Read the following research description and answer the questions that follow.

Description:

A student researcher has come up with what she believes is an ingenious unobtrusive measure of student anxiety before exams. Specifically, she finds out that large introductory sections of courses in the social sciences (e.g., psychology, political science) and natural sciences (e.g., biology, chemistry) at her university make use of standardized tests scored by a computer. Students in these classes are given small, No. 2 pencils prior to each exam. Students return the pencils by dropping them in a box on the way out of the classroom.
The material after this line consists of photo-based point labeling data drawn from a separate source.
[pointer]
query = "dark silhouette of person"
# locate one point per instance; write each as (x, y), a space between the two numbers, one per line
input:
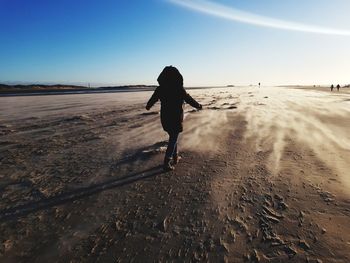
(172, 96)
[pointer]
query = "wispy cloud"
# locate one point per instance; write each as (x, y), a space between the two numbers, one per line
(233, 14)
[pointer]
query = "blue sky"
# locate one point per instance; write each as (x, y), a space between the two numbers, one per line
(129, 42)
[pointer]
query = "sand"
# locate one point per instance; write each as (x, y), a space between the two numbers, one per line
(264, 178)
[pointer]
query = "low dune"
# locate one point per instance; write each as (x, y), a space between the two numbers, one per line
(264, 178)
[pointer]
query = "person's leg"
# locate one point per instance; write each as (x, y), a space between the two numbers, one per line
(172, 145)
(170, 150)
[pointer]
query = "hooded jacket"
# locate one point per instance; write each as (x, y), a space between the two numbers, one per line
(172, 96)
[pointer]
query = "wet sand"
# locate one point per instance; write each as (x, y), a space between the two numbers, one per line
(264, 178)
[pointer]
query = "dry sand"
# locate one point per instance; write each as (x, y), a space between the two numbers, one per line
(265, 177)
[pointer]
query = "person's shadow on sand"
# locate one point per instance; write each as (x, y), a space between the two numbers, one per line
(15, 212)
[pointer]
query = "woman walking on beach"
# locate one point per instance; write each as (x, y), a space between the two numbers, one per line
(172, 95)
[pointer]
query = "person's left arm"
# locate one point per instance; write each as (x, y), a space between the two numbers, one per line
(188, 99)
(153, 99)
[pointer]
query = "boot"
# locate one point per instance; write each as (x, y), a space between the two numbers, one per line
(167, 164)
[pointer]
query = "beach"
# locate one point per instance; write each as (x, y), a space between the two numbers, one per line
(264, 177)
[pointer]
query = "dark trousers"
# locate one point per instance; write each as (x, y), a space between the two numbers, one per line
(172, 145)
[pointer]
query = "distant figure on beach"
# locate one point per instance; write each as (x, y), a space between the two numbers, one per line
(172, 95)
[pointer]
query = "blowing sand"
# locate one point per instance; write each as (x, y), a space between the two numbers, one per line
(265, 177)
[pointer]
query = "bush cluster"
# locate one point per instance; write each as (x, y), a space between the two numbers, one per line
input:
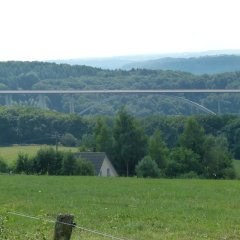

The researcher suggests that biting or chewing on a pencil is a sign of anxiety. Her hypothesis is that students enrolled in natural science courses (mainly pre-med students) are more anxious about exams than those students taking courses in the social sciences. Because at the time of the first exam the pencils are new and have not been previously used by students, the student researcher decides to collect data after the first exam in each of these large classes. She obtains permission from the instructors to examine the pencils following the initial exams in these courses. She then counts the number of pencils with teeth marks. Her results appear to support her hypothesis. A greater proportion of pencils in the natural science classes have teeth marks than do pencils in the social science classes.



1

What is the student’s operational definition of anxiety?
2

Did the student employ a natural use trace or a controlled use trace? Be sure to explain why you selected the measure that you did.
3

Illustrate how selective deposit might operate in this situation to produce a spurious relationship between the type of class (natural science or social science) and the unobtrusive measure of anxiety.